Mesmo quando Dona Armênia descobriu ter sido traída pelo falecido marido com uma turca (rivais históricos dos armênios), não adotou espirito bélico e manteve a hospitalidade que Aracy aprendeu com a família (“Não se pode falar em dificuldade de um armênio, que todos correm para ajudá-lo!”).

Idioma proibido
No ano da entrevista, a atriz foi convidada para relembrar o centésimo aniversário do massacre em São Paulo, onde tem muitos amigos na comunidade armênia. Por conta de um tratamento de saúde, acompanhou à distância, mas não sem a mesma emoção de quem se recusou a ocidentalizar seu nome.

— Tive alguns problemas de saúde no ano passado, mas logo que saí do hospital, estava trabalhando. Herdei isso de ser batalhadora dos meus antepassados. Acredito que o máximo que fiz, da minha parte, foi dando dignidade ao meu trabalho, em 50 anos de profissão. Muita gente falou para o meu pai não me deixar atuar, ou tirar meu “-ian” do nome.
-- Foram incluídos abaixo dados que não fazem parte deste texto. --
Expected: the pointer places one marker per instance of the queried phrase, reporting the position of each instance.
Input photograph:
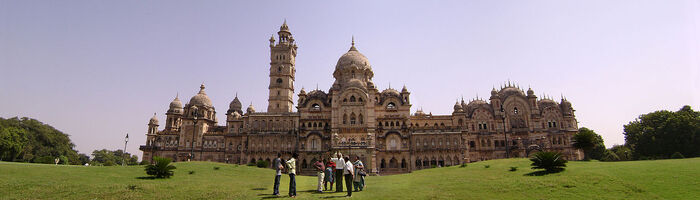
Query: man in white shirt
(349, 173)
(339, 166)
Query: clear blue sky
(99, 69)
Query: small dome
(356, 83)
(458, 107)
(284, 27)
(154, 120)
(235, 115)
(176, 106)
(476, 103)
(419, 112)
(391, 91)
(250, 109)
(201, 99)
(235, 104)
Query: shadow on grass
(544, 172)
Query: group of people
(353, 172)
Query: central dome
(353, 58)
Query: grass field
(660, 179)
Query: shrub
(610, 156)
(677, 155)
(161, 168)
(549, 161)
(262, 164)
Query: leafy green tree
(622, 152)
(37, 141)
(12, 142)
(659, 134)
(587, 140)
(547, 160)
(83, 158)
(108, 158)
(161, 168)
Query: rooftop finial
(201, 88)
(352, 47)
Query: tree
(661, 133)
(622, 152)
(36, 142)
(587, 140)
(549, 161)
(161, 168)
(83, 158)
(108, 158)
(12, 142)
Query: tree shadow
(544, 172)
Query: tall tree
(38, 142)
(659, 134)
(587, 140)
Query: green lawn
(661, 179)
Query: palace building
(356, 118)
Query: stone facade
(356, 118)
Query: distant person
(339, 166)
(349, 173)
(359, 180)
(277, 165)
(320, 168)
(330, 165)
(292, 167)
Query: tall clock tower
(282, 59)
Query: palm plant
(161, 168)
(549, 161)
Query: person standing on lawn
(339, 166)
(292, 166)
(320, 168)
(277, 164)
(359, 180)
(328, 175)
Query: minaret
(282, 59)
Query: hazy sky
(100, 69)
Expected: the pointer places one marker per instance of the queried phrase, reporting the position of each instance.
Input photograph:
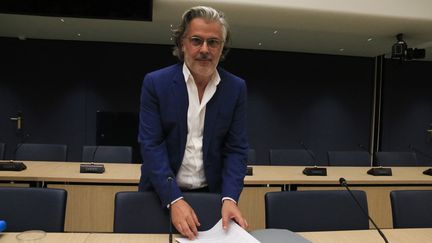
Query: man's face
(202, 47)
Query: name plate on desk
(12, 166)
(92, 168)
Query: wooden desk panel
(352, 236)
(90, 208)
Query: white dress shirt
(191, 174)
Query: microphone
(13, 165)
(92, 167)
(170, 179)
(344, 183)
(377, 171)
(313, 171)
(2, 225)
(428, 171)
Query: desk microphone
(313, 171)
(344, 183)
(92, 167)
(170, 179)
(377, 171)
(13, 165)
(413, 149)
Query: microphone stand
(343, 183)
(170, 179)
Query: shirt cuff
(174, 201)
(228, 198)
Mas nunca deixei. Como eu viveria sem meu indício de armenidade? Fiz questão de não mudar, porque conhecia a garra de meus antepassados. “Vocês são bons brasileiros, mas não esqueçam de onde vieram”, era o que meu pai me dizia. E foi assim que segui.

Aracy contava que uma sobrinha foi com marido e família para a Turquia, a passeio. Conversando com o guia, mencionou a palavra genocídio. Ele negou, furioso, e disse que uma guerra civil nos anos 1910 foi responsável pelas centenas de milhares de mortes. O que a comunidade armênia pelo mundo refuta radicalmente.
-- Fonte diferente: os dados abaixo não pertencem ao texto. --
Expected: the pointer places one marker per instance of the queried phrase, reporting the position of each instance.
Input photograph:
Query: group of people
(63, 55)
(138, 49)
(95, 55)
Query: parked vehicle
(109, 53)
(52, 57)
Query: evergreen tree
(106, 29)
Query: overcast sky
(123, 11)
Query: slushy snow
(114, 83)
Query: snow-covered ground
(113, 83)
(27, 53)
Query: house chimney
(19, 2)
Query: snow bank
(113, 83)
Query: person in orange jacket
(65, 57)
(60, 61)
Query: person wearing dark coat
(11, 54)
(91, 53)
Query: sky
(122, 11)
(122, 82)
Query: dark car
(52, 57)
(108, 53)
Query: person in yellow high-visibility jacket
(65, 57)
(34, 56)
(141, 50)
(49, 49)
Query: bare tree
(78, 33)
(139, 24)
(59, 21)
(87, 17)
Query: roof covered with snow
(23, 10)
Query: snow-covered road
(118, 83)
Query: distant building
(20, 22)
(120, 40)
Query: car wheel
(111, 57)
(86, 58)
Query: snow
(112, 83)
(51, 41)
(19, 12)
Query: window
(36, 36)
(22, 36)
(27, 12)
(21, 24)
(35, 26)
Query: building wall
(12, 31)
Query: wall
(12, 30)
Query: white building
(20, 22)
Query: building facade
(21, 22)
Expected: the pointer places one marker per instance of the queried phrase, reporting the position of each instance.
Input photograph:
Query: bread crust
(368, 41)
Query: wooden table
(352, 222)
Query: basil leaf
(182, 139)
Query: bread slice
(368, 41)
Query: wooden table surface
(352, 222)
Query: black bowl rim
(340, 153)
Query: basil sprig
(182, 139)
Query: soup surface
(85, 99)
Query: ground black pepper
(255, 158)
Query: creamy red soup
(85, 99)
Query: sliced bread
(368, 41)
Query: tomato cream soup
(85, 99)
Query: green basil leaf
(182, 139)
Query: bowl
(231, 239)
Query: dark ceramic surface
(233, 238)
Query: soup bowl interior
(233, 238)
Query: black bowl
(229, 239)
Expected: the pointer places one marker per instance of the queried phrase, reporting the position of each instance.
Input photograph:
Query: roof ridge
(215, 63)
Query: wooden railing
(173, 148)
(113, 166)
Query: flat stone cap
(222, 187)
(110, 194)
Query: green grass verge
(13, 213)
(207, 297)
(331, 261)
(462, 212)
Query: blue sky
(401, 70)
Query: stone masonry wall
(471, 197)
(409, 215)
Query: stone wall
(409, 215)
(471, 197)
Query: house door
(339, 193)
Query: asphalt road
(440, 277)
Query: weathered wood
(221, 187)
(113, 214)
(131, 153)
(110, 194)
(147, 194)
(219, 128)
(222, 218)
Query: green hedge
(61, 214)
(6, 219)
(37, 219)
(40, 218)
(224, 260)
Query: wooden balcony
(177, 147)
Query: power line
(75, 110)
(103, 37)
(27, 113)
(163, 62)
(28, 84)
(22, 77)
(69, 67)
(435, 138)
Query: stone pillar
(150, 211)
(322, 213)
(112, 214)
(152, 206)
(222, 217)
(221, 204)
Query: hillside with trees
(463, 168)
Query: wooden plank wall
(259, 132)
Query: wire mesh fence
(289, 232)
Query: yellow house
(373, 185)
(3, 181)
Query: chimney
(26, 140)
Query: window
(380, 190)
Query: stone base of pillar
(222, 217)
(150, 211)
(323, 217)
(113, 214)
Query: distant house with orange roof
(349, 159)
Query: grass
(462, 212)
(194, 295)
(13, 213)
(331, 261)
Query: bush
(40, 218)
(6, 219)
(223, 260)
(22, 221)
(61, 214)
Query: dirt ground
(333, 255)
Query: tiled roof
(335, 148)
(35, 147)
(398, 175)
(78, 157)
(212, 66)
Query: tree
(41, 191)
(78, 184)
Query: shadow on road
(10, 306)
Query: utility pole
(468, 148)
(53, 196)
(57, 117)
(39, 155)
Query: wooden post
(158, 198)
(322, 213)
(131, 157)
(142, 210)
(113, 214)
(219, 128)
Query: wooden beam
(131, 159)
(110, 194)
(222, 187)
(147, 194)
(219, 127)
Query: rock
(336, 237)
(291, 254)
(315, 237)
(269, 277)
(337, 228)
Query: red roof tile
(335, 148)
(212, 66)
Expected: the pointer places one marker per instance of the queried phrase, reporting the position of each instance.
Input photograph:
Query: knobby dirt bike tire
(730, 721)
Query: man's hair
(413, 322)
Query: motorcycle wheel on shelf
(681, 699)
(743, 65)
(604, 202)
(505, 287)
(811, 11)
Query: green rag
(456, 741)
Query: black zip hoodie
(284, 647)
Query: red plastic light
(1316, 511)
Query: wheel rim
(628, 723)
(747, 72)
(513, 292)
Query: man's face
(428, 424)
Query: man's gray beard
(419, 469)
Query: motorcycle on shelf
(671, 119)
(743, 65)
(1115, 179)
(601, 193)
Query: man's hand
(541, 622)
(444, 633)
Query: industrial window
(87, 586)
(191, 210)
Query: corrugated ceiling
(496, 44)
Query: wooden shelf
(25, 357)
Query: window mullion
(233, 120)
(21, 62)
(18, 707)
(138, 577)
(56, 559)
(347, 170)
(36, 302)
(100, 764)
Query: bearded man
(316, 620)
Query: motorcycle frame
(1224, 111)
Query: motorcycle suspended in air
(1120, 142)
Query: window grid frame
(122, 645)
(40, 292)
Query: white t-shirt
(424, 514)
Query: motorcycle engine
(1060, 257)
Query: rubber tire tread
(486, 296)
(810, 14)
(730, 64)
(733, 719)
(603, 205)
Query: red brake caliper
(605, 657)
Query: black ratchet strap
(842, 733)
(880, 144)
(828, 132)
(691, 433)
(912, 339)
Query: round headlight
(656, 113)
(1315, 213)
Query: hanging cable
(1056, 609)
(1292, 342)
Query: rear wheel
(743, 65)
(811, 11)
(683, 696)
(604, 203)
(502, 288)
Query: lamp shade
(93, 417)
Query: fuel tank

— Minha mãe foi proibida de falar armênio, quando morava na Turquia. Nós conhecemos o que foi a ditadura, pela experiência no Brasil, mas imagine isso vindo de um povo bárbaro, com grande força militar. E isto que os armênios são considerados os primeiros cristãos da História.
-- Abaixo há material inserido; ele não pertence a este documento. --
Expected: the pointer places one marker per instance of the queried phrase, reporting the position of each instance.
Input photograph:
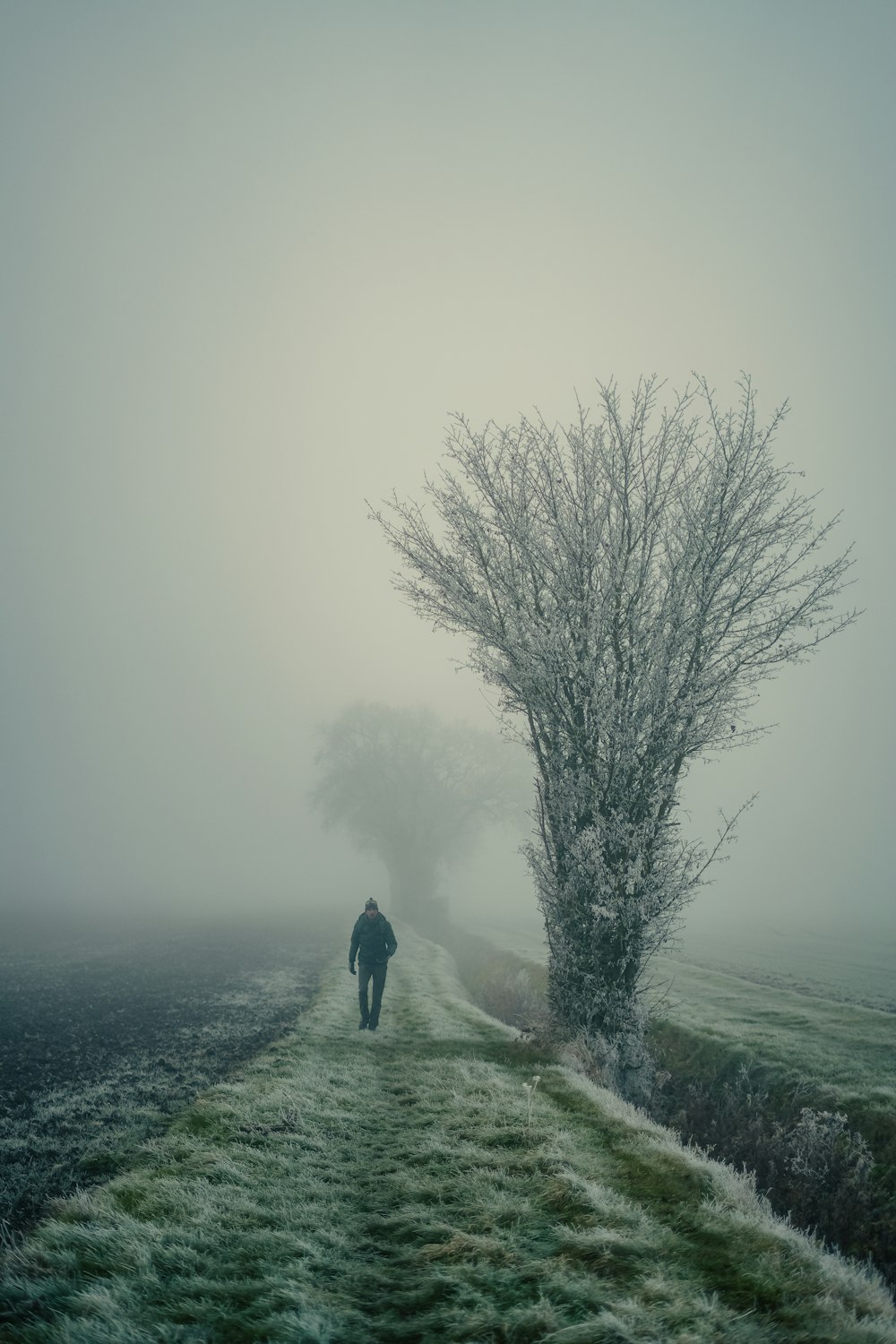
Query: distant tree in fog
(416, 790)
(626, 583)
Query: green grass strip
(408, 1187)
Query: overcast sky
(253, 254)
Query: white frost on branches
(625, 583)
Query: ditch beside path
(433, 1182)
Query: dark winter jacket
(373, 941)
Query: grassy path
(354, 1188)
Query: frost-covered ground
(104, 1037)
(433, 1182)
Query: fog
(252, 258)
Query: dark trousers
(365, 975)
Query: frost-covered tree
(416, 790)
(626, 583)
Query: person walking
(373, 943)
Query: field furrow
(433, 1182)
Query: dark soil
(104, 1038)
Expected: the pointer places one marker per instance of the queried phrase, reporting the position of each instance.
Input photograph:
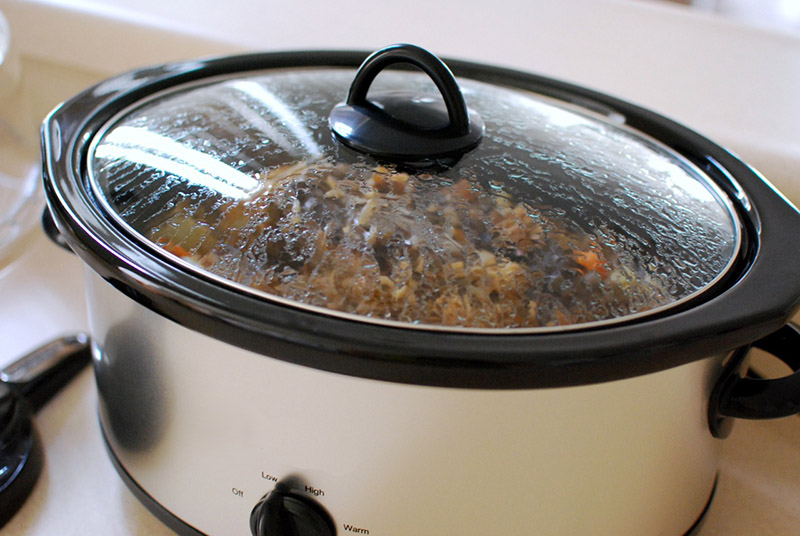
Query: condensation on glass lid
(556, 219)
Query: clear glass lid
(559, 218)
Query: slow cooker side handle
(737, 396)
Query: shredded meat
(420, 249)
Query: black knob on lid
(288, 513)
(402, 126)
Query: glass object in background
(778, 14)
(20, 190)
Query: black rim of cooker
(756, 297)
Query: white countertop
(735, 83)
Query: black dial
(288, 513)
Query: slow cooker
(395, 295)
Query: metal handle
(743, 397)
(41, 373)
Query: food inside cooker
(417, 248)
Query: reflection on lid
(140, 146)
(558, 218)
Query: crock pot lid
(240, 178)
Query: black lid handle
(405, 126)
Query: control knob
(283, 512)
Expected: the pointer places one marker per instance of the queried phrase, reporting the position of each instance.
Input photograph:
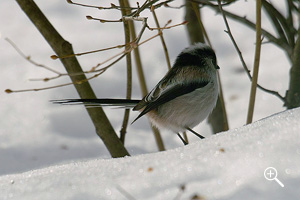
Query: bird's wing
(159, 96)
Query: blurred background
(34, 133)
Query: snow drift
(229, 165)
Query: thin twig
(129, 72)
(28, 58)
(228, 31)
(161, 38)
(256, 63)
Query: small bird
(183, 98)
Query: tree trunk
(62, 47)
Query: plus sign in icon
(271, 174)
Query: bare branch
(228, 31)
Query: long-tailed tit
(183, 98)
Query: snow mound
(229, 165)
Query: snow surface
(35, 134)
(229, 165)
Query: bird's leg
(181, 138)
(195, 133)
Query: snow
(52, 152)
(229, 165)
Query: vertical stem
(141, 76)
(62, 47)
(256, 62)
(129, 71)
(161, 38)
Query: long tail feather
(127, 103)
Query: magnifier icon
(271, 174)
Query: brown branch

Atriz e estudante de teatro em plena efervescência dos anos 1960, Aracy sabia que o cerco à liberdade de expressão aos armênios otomanos é comum à realidade que o Brasil viveu.

— É preciso que se reconheça o grau do que houve, para que isto não se repita, e é o que quero transmitir aos meus descendentes. Reconhecer é fechar a ferida — avaliava. — Fiz teatro durante a ditadura militar. Muitos colegas eram perseguidos por estudar e montar tragédias gregas. Os militares confundiam isto com comunismo, porque “tudo era estrangeiro”. E o pedido pela volta de tudo isso tem sido ensaiado por gente gaiata.